Alors que le commerce français traverse une période de ralentissement marquée, les sénateurs s’emparent du dossier pour proposer des mesures de soutien. BFM Business révèle que plusieurs pistes sont envisagées pour relancer un secteur en berne, alors que les incertitudes économiques persistent.

Ce qu'il faut retenir

  • Les sénateurs examinent des mesures pour soutenir les commerces en difficulté, selon BFM Business.
  • La réforme du RSA affiche des résultats mitigés, deux mois après son entrée en vigueur.
  • Les restrictions sur la publicité pour les paris sportifs sont désormais effectives.
  • Les élus locaux s’opposent fermement à la généralisation de la consigne pour les bouteilles en plastique.

Un secteur sous tension : les commerces en première ligne

Depuis plusieurs mois, le commerce de détail en France fait face à un environnement économique dégradé. Entre inflation persistante, baisse du pouvoir d’achat et concurrence accrue des achats en ligne, les commerçants peinent à maintenir leur activité. Les sénateurs, conscients de cette situation, ont décidé de réagir en proposant un plan d’urgence destiné à stabiliser le secteur.

Les discussions en cours au Sénat portent notamment sur des aides ciblées, des allègements fiscaux et des dispositifs de soutien à la trésorerie. Ces mesures, si elles sont adoptées, pourraient entrer en vigueur d’ici la fin de l’année, avec un impact attendu dès 2027.

Réforme du RSA : des premiers résultats en demi-teinte

La réforme du Revenu de Solidarité Active (RSA), entrée en vigueur en mai 2026, affiche des premiers résultats contrastés. Si certains bénéficiaires ont pu retrouver un emploi ou une formation, d’autres peinent à s’adapter aux nouvelles conditions d’éligibilité. Les associations d’aide aux plus démunis soulignent des difficultés dans la mise en œuvre des dispositifs d’accompagnement.

Un rapport parlementaire, attendu pour septembre 2026, devrait dresser un bilan plus précis de cette réforme. Les sénateurs pourraient alors ajuster certains paramètres pour en renforcer l’efficacité.

Publicité pour les paris sportifs : un cadre désormais plus strict

Depuis le 1er juillet 2026, la publicité pour les paris sportifs est soumise à des restrictions plus sévères. Ces mesures, issues d’une loi adoptée en début d’année, visent à limiter l’exposition des jeunes et des publics vulnérables à ces messages. Les plateformes de paris doivent désormais afficher des avertissements sanitaires et respecter des plages horaires encadrées.

Les professionnels du secteur, déjà en difficulté après la baisse des mises observée en 2025, s’interrogent sur l’impact réel de ces restrictions sur leur activité.
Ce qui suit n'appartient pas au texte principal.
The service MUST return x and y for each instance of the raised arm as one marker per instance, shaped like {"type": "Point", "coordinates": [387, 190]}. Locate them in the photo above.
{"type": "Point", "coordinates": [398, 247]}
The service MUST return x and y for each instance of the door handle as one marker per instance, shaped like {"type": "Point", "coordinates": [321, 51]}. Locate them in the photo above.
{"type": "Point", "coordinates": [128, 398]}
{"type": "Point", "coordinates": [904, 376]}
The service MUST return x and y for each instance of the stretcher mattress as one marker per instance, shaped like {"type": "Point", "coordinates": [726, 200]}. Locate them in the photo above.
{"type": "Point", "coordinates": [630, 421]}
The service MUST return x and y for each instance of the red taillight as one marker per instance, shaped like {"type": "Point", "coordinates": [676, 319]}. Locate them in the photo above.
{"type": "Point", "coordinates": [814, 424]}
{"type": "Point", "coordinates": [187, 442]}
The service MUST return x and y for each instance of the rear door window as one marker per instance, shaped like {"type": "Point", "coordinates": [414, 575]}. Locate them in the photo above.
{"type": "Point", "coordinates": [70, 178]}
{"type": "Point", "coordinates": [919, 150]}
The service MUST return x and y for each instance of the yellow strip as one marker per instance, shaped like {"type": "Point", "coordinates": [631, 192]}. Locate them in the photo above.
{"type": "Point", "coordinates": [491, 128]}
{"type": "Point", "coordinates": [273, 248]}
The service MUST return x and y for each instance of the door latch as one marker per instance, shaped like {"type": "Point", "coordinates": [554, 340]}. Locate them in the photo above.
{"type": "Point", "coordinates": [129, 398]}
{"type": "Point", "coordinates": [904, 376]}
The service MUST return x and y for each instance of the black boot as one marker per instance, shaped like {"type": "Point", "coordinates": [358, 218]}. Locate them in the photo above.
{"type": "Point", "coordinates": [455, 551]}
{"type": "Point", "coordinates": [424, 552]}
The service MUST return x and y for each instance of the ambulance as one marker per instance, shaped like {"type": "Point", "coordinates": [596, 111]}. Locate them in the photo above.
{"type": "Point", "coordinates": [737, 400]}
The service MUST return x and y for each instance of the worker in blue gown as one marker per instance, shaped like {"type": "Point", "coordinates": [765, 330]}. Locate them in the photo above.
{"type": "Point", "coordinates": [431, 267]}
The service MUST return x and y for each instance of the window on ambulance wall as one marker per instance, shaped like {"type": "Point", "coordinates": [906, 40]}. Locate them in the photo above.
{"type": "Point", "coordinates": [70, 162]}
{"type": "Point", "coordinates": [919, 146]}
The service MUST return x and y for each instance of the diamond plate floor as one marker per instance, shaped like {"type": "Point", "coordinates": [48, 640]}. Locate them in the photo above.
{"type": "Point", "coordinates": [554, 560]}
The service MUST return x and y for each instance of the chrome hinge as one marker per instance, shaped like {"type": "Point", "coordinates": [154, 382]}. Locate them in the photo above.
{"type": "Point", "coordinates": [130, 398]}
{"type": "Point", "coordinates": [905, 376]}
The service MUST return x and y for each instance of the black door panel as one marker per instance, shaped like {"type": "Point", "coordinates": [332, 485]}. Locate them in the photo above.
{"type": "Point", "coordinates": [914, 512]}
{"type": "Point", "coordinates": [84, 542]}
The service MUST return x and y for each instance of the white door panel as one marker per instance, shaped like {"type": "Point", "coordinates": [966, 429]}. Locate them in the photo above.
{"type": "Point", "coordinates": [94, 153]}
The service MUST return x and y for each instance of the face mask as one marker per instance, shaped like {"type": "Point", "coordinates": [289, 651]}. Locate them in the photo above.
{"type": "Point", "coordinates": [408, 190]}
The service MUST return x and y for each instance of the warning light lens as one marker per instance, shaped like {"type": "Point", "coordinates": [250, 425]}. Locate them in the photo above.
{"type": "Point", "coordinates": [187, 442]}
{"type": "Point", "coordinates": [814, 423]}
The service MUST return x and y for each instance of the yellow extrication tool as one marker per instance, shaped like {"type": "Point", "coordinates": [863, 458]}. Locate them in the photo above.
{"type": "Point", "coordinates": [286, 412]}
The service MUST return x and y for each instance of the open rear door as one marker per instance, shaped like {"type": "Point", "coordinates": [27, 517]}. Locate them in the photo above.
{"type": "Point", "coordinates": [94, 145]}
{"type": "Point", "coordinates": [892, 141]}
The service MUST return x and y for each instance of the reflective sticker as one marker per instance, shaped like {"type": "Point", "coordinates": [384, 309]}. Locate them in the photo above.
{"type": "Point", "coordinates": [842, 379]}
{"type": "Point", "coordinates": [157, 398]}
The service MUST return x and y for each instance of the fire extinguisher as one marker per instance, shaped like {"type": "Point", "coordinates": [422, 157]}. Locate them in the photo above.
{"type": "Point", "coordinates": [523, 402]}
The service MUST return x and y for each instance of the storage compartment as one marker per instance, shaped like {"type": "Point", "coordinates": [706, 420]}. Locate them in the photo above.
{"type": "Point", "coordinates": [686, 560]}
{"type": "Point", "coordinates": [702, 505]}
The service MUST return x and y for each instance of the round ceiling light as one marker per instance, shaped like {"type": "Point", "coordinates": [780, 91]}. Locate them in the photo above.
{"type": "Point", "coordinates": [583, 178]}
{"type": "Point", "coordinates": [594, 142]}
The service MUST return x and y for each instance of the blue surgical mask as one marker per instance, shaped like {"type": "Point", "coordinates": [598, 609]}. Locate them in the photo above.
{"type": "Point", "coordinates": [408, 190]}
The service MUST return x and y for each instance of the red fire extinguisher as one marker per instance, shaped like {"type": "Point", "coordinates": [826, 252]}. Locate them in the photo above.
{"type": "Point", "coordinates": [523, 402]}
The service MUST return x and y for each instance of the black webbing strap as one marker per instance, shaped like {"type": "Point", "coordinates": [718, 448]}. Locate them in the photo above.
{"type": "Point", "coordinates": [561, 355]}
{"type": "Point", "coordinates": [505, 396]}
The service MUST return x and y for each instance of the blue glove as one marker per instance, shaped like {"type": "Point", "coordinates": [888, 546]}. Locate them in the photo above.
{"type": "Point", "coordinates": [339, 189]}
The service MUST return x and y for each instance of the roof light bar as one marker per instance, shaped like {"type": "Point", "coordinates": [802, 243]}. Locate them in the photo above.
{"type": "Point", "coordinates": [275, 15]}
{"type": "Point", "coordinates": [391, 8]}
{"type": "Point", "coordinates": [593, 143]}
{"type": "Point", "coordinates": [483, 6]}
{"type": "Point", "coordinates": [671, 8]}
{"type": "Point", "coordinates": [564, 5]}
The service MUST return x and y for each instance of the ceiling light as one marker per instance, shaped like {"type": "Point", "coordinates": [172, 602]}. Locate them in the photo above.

Bouteilles en plastique : la consigne sous le feu des critiques

Le gouvernement maintient sa volonté de généraliser la consigne pour les bouteilles en plastique, une mesure censée réduire les déchets. Pourtant, les élus locaux, réunis en juin 2026, ont vivement critiqué ce projet. Ils invoquent des coûts logistiques trop élevés et un manque de coordination avec les collectivités territoriales.

« La consigne est une fausse bonne idée », a déclaré Jean-Luc Moudenc, maire de Toulouse et président de l’Association des maires de France. « Elle risque de fragiliser les systèmes de collecte actuels sans garantir un gain écologique significatif. »

Et maintenant ?

Les prochaines semaines seront déterminantes pour les commerces français. Les sénateurs doivent finaliser leurs propositions d’ici l’automne 2026, avant un éventuel vote en séance plénière. Parallèlement, le gouvernement devrait rendre publics les premiers bilans de la réforme du RSA, tandis que les restrictions sur la publicité pour les paris sportifs seront évaluées d’ici la fin de l’année.

Reste à savoir si ces mesures suffiront à inverser la tendance ou si d’autres dispositifs, plus structurels, seront nécessaires pour soutenir un secteur en profonde mutation.

Une chose est sûre : l’enjeu dépasse le simple cadre économique. Il engage aussi la vitalité des centres-villes et l’emploi local, deux piliers du modèle français.

Parmi les pistes évoquées, on trouve des aides financières ciblées, des allègements fiscaux temporaires et des dispositifs de soutien à la trésorerie. Ces mesures pourraient être adoptées d’ici la fin de l’année 2026 et entrer en vigueur dès 2027, selon BFM Business.